Oftentimes a simple default rule, as we saw with optimize, is not sufficient for defining an extension-introduced relation. Generally what we want is to use a notion of projection of an unknown construct to a known one. Each syntactic category given has a projection relation, and each constructor an extension introduces building an imported syntactic category must have a rule giving its projection. Then the default rule for a relation can be written to find the projection of the primary component and derive the relation on this projection, oftentimes something like this (once again, in Sterling syntax):

|{ty}- X ~~> XT
rel A B XT C D
--------------- [Rel-D]*
rel A B X C D

This essentially copies the definition from the projection, and allows more interesting relations to be defined in extensions.

Limitations on Extending Relations

Defining new semantic relations in an extension relies on understanding the semantics of existing constructs.

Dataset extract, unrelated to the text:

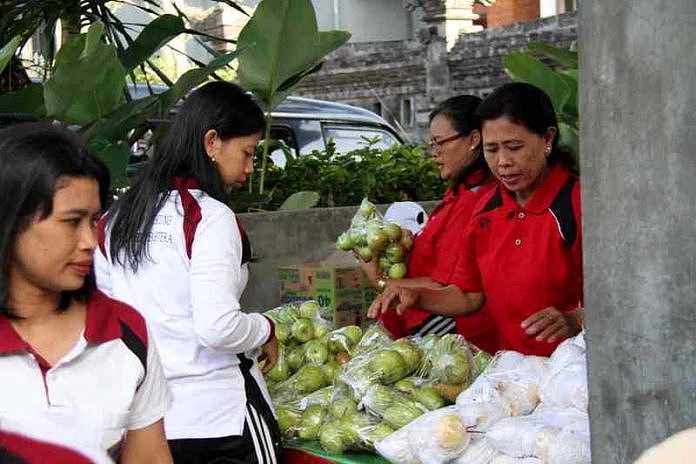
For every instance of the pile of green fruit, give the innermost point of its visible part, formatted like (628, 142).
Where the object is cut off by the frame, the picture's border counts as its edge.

For example, writing the optimize relation given above to reduce constant computations such as 3 + 4 only works if we know that 3 + 4 must always reduce to 7. If an extension could write a new rule for evaluation allowing 3 + 4 to evaluate instead to another number, or a different kind of value entirely, the optimization would no longer accurately capture the language's semantics.

Similarly, proving properties in the context of extensible languages relies on understanding the semantics of existing constructs. In proving the optimize relation given above is correct, that the optimized expression evaluates to the same value as the original expression, requires knowing constant expressions such as 3 + 4 must reduce according to the known rules. If an extension could write a new rule for evaluation allowing 3 + 4 to evaluate instead to a value other than 7, we could not prove the optimize relation accurately captures the language's semantics.

To ensure the semantics of the known language remain the same under extension, new rules given in an extension defining a relation it imports must have the primary component of the conclusion be built at the top by a new constructor. For example, the extension adding the add3 constructor could define evaluation for it, but it could not write a rule defining evaluation for the pre-existing addition.